Anti-angiogenic agents, such as nintedanib and ramucirumab, when combined with docetaxel, are subsequent treatment options in patients with non-small cell lung cancer (NSCLC) who have failed on first-line chemotherapy or immunochemotherapy. However, to date, there are no validated predictive biomarkers for efficacy of anti-angiogenic therapies in this setting. The aim of this study was to explore whether genetic or genomic markers, alone or combined with clinical covariates, could be used to predict overall survival (OS) in patients with NSCLC who are eligible for treatment with nintedanib plus docetaxel.
LUME-BioNIS (NCT02671422) was a prospective, non-interventional study that assessed the efficacy and safety of nintedanib plus docetaxel in patients with relapsed/refractory NSCLC. The primary outcome was OS in relation to exploratory molecular biomarkers, alone or in combination with clinical covariates. Exploratory multivariate and univariate analyses were undertaken on putative biomarkers including clinical variables, somatic mutations, gene expression, immunological, and proliferation markers. Sub-analyses in patients with prior immunotherapy were performed.

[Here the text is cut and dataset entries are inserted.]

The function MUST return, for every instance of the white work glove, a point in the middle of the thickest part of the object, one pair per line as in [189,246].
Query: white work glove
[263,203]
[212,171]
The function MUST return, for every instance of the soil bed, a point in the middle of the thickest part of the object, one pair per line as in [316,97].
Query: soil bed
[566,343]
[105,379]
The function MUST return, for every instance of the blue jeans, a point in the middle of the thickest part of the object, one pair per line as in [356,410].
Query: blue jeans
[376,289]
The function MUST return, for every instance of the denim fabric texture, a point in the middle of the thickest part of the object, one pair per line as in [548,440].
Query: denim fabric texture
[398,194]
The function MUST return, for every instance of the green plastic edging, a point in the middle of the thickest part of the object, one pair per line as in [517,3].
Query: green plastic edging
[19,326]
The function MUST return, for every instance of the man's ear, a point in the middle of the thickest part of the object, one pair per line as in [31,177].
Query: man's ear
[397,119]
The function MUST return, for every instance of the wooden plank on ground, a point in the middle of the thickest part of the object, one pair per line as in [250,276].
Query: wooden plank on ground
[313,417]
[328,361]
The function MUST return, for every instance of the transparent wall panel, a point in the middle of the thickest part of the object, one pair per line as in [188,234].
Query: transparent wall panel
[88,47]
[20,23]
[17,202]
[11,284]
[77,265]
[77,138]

Of 260 enrolled patients, most patients received nintedanib plus docetaxel in the second-line (68.8%) or third-line (25.8%). After a median follow-up of 19.7 months, median OS was 8.1 months (95% confidence interval: 7.1-9.5). Univariate subgroup analysis indicated that the presence of liver/adrenal metastases, Eastern Cooperative Oncology Group performance status (ECOG PS) ≥1, time since start of first-line therapy (<9 months), and response to first-line therapy had potential prognostic significance for OS. In multivariate analysis, the presence of brain/liver metastases and the presence of >2 metastatic sites at baseline were associated with OS. In univariate analyses in patients with prior immunotherapy, RNA expression levels of genes involved in cell proliferation, DNA damage repair, interferon signaling, and abundance of neutrophils had potential prognostic significance for OS.
Nintedanib plus docetaxel had promising activity and manageable safety in a real-world clinical setting. No new predictive biomarkers were identified to help select patients who may particularly benefit from anti-angiogenic therapy.
抗血管生成药物,如尼达尼布和雷莫西尤单抗,与多西他赛联合使用时,是一线化疗或免疫化疗失败的非小细胞肺癌(NSCLC)患者的后续治疗选择。然而,迄今为止,在这种情况下,尚无经过验证的抗血管生成治疗疗效预测生物标志物。本研究的目的是探讨基因或基因组标志物单独或与临床协变量联合使用是否可用于预测适合接受尼达尼布加量多西他赛治疗的NSCLC患者的总生存期(OS)。
LUME-BioNIS(NCT02671422)是一项前瞻性、非干预性研究,评估了尼达尼布加量多西他赛在复发/难治性NSCLC患者中的疗效和安全性。主要结局是与探索性分子生物标志物单独或与临床协变量联合相关的OS。对包括临床变量、体细胞突变、基因表达、免疫和增殖标志物在内的假定生物标志物进行了探索性多变量和单变量分析。对既往接受过免疫治疗的患者进行了亚组分析。
在260名入组患者中,大多数患者在二线(68.8%)或三线(25.8%)接受了尼达尼布加量多西他赛治疗。中位随访19.7个月后,中位OS为8.1个月(95%置信区间:7.1-9.5)。单变量亚组分析表明,肝/肾上腺转移的存在、东部肿瘤协作组体能状态(ECOG PS)≥1、自一线治疗开始的时间(<9个月)以及对一线治疗的反应对OS具有潜在的预后意义。在多变量分析中,脑/肝转移的存在以及基线时>2个转移部位的存在与OS相关。在既往接受过免疫治疗的患者的单变量分析中,参与细胞增殖、DNA损伤修复、干扰素信号传导的基因的RNA表达水平以及中性粒细胞的丰度对OS具有潜在的预后意义。
在真实世界的临床环境中,尼达尼布加量多西他赛具有良好的活性和可控的安全性。未发现新的预测生物标志物来帮助选择可能特别受益于抗血管生成治疗的患者。